3. Quanto dura l’intervento?
La durata dell’intervento varia dai 30 ai 90 minuti, a seconda della sede, numero e dimensioni dei calcoli.
4. Esistono alternative a questo intervento?
Il trattamento meno invasivo per la calcolosi è la ESWL (lithotripsia a onde d’urto extracorporee), ma questo metodo ha dei limiti, poiché la frantumazione dei calcoli dipende dalla loro compattezza. Se i frammenti rimangono compattati, non vengono espulsi. Generalmente, la ESWL è preferita per i calcoli asintomatici o senza ostruzione, soprattutto se localizzati nell’uretere lombare.

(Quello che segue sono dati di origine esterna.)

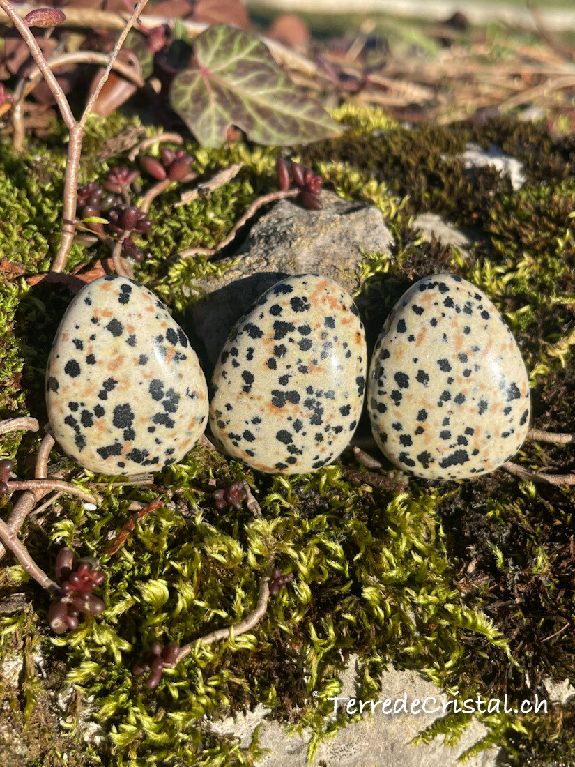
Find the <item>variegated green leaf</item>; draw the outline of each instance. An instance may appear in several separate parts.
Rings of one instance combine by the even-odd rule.
[[[231,125],[261,144],[306,143],[341,133],[253,35],[216,24],[197,38],[194,54],[196,68],[174,77],[169,96],[204,146],[220,146]]]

Per i calcoli che causano ostruzione o sono sintomatici, o che si trovano nell’uretere pelvico, l’ureterolitolapassi è il trattamento più indicato, sebbene la ESWL possa ancora essere presa in considerazione.
5. Quali sono i rischi e le possibili complicanze?

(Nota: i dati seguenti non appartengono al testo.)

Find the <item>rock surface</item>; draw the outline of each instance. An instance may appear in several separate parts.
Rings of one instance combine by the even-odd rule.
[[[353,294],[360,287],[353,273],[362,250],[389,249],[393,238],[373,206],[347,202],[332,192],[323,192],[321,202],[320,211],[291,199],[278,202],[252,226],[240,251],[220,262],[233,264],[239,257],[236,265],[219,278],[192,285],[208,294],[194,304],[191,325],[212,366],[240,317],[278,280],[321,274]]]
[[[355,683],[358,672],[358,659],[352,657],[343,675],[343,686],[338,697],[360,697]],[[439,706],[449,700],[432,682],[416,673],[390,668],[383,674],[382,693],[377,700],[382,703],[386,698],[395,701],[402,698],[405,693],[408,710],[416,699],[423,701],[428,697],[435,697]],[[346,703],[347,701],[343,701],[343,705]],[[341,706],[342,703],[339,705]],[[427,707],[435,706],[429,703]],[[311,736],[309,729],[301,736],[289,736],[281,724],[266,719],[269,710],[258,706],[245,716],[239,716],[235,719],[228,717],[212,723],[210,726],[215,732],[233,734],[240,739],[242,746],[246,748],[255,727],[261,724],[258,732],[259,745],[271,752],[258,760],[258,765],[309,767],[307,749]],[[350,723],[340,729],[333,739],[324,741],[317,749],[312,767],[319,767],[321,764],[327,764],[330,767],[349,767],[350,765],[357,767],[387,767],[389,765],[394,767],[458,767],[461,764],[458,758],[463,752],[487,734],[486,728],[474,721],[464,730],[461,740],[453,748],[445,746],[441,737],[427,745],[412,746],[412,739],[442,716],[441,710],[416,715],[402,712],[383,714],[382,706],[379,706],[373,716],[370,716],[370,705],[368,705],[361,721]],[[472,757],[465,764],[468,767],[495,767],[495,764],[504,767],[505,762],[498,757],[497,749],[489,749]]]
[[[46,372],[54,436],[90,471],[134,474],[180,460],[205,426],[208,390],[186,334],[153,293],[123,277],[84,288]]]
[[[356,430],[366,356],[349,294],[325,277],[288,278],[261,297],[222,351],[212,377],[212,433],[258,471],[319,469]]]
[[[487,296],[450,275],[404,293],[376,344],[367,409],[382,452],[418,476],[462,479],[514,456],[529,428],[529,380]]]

Il rischio principale dell’intervento endoscopico è che il calcolo non venga frantumato correttamente, il che potrebbe richiedere ulteriori procedure. Questo può accadere se il calcolo è inglobato in tessuto reattivo, se l’uretere è troppo stretto per permettere il passaggio dello strumento, se il calcolo si frantuma solo parzialmente, o in caso di sanguinamento durante l’intervento, che può ostacolare la visione.

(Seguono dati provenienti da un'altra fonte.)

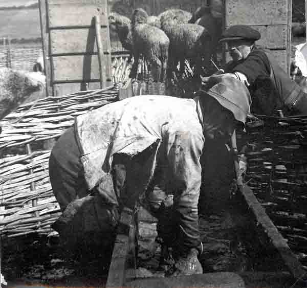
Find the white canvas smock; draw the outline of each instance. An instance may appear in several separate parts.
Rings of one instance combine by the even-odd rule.
[[[186,153],[185,158],[197,158],[198,165],[204,143],[202,114],[197,99],[136,96],[78,116],[75,125],[90,190],[109,173],[112,156],[116,153],[135,155],[157,141],[157,150],[164,143],[167,153],[180,135],[181,139],[188,140],[181,141],[182,145],[191,146],[191,149],[186,147],[191,153]],[[192,162],[195,165],[195,161]],[[152,176],[155,164],[154,159],[151,167],[146,167],[150,170],[147,175]],[[187,165],[185,169],[192,168]],[[200,166],[197,167],[198,173],[200,169]]]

La complicanza più comune nell’ureterolitolapassi percutaneo è la perforazione dell’uretere, che oggi è rara (<5% dei casi) e viene generalmente trattata conservativamente con l’inserimento di un catetere doppio J.
Come per ogni intervento chirurgico, possono verificarsi complicanze generali (sebbene rare), come infarto miocardico, ictus, insufficienza cardiaca, embolia polmonare, polmonite o tromboflebite.
6. Cosa succede dopo l’intervento?
Al ritorno in reparto, il paziente riceverà una fleboclisi per idratarsi e per somministrare la terapia necessaria, insieme al catetere vescicale. Il giorno successivo all’intervento, salvo controindicazioni, inizierà la mobilizzazione con alzate progressive dal letto, supportato dal personale infermieristico. Il paziente potrà riprendere la normale alimentazione.
Tra il primo e il secondo giorno, a seconda delle condizioni urinarie, verrà rimosso il catetere vescicale e, in alcuni casi, potrebbe essere eseguito un controllo radiografico. La degenza ospedaliera varia generalmente da 2 a 4 giorni.
7. Cosa accade dopo le dimissioni?
Alla dimissione, verrà valutata la capacità del paziente di urinare, l’assenza di sanguinamento, febbre o dolore. Se il paziente è stato dimesso con un catetere ureterale doppio J, sarà importante svuotare frequentemente la vescica e informarlo su possibili fastidi al fianco durante la minzione o la presenza di urine torbide o ematiche. È consigliato bere più acqua fuori dai pasti.
Il catetere doppio J dovrà essere rimosso tra il 15° e il 40° giorno post-operatorio tramite una cistoscopia, eseguita con strumenti flessibili nell’uomo.
Dopo la dimissione, si consiglia di riprendere una vita normale, evitando sforzi fisici per circa 7 giorni e seguendo una dieta equilibrata. L’attività sportiva potrà essere ripresa dopo la rimozione del catetere doppio J, se presente. In caso di febbre, emorragie improvvise, dolori o gonfiori anomali, il paziente dovrà contattare il reparto di urologia per un consulto. I controlli successivi verranno programmati al momento delle dimissioni.
8. Cosa succede se il paziente non si sottopone all’intervento?
Se il calcolo rimane nell’uretere, oltre al rischio di coliche, potrebbe causare danni progressivi alla funzione renale, soprattutto in caso di infezione sovrapposta. L’infezione si manifesta con dolore e febbre alta (>38°C), e se non trattata, può portare a gravi complicanze renali.